Each specimen was then secured in potting cups to facilitate installation of the specimen in the robotic test fixture using a polyurethane casting resin (Fast Cast #891, Goldenwest Manufacturing Inc., Grass Valley, CA). The superior endplate of the sacrum was oriented parallel to the sacrum potting fill line and positioned such that the majority of the sacral ala was below the fill line to ensure proper grip of the sacrum yet unrestricted motion of the L5-S1 joint. Similarly, the inferior endplate of T12 was oriented parallel to the superior potting cup fill line, and positioned to facilitate good grip of the T10-T12 construct, but permit unrestricted motion of the T12-L1 joint. Both the thoracic vertebrae and the sacrum were constrained with screws and pins, rigidly fixed to the potting cups to hold their positions during potting. To facilitate vertebral motion tracking, the potted and collared specimens underwent computed tomography (CT) scans (0.65 mm slice thickness and <1 mm in-plane resolution) to relate the 3D motion tracking markers from the collars to individual vertebral coordinate systems, defined using anatomical landmarks, at each level.

Test setup

Lumbar spine loading in flexion and extension was applied using a six degree-of-freedom (DOF) force/torque- and position-controlled robotic test device (KR300 R2500 Ultra, KUKA, Augsburg, Germany) (). Axial compressive load was applied to the specimen with a follower-load mechanism, powered by a set of independently controlled linear actuators located atop the robotic test device [AKM42G EC, Kollmorgen Corporation, Radford, VA]. Both the robot and the linear actuators were controlled simultaneously using a beta version of a proprietary robotic control software designed for biomechanical testing [simVITRO, Biorobotics Group, Cleveland Clinic, USA]. Motion capture markers were fixed to the spine collars, marker trees, and potting cups and three-dimensional (3D) motions of the vertebra were recorded using a 10-camera optoelectronic stereo-photogrammetric system (Vicon MX, Oxford, UK).

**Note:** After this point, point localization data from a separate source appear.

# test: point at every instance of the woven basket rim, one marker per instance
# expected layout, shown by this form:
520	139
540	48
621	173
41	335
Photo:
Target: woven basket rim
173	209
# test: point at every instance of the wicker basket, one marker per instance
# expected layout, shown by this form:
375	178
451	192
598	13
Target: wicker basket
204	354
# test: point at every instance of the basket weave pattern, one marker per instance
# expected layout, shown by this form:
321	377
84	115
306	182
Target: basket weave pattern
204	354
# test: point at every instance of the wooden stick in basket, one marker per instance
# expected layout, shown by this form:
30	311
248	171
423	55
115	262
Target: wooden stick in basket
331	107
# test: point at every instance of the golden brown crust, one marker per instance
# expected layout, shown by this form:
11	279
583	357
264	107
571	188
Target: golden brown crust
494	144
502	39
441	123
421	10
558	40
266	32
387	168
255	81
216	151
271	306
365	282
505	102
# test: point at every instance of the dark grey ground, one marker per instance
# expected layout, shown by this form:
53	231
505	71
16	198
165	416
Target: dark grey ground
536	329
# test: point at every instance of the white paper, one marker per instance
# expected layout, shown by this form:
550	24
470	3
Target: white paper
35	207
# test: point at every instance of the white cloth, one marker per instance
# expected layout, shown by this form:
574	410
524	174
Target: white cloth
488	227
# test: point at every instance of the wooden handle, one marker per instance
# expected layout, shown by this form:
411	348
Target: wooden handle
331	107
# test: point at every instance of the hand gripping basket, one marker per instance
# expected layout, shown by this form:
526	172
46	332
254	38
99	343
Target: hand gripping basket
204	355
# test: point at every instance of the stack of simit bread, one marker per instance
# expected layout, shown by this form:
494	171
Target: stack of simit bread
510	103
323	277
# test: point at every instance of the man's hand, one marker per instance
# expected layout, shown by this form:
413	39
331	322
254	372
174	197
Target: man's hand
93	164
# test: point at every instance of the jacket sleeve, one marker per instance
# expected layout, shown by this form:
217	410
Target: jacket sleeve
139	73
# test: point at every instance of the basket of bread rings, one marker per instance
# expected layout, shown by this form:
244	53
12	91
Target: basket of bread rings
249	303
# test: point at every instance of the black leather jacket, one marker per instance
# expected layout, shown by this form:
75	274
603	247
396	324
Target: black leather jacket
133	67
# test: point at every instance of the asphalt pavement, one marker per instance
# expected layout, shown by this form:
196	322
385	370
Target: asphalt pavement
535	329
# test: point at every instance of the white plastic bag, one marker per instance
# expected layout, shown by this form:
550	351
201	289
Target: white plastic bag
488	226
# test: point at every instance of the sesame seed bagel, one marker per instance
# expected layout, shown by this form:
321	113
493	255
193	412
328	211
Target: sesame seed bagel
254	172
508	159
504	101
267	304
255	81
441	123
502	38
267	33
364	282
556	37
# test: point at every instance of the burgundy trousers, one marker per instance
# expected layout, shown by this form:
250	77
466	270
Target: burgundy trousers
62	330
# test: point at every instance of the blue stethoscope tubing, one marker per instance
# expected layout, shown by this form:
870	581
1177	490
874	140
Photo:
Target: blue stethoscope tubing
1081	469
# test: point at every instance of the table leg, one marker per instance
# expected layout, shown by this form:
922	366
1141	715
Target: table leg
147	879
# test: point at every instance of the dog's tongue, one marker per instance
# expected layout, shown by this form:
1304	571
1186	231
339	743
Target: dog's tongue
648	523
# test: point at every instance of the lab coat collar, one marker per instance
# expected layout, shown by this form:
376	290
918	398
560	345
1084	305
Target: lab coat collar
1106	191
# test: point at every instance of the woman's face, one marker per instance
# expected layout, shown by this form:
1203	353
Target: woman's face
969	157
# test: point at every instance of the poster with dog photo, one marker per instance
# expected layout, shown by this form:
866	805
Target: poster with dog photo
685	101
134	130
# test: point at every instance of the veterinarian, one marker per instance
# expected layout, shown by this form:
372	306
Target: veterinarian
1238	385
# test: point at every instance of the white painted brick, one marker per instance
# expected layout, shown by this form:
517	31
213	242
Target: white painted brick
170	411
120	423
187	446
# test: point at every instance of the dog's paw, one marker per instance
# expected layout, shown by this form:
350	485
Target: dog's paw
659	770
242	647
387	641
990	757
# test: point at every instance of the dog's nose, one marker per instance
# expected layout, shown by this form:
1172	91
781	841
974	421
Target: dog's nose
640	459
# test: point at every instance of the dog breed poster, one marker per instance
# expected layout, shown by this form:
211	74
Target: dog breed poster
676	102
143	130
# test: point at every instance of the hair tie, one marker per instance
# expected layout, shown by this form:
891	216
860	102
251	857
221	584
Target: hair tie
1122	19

Figure 1. Schematic showing lumbar spine specimen subjected to structural characterization experiments: 1) the 6-DOF serial robotic test device robotic test device, 2) external linear actuators, 3) follower load control load cells, 4) follower load cables, 5) specimen potting cups, 6) lumbar spine specimen, 7) robot control load cell, 8) mounting platform.

Figure 1. Schematic showing lumbar spine specimen subjected to structural characterization experiments: 1) the 6-DOF serial robotic test device robotic test device, 2) external linear actuators, 3) follower load control load cells, 4) follower load cables, 5) specimen potting cups, 6) lumbar spine specimen, 7) robot control load cell, 8) mounting platform.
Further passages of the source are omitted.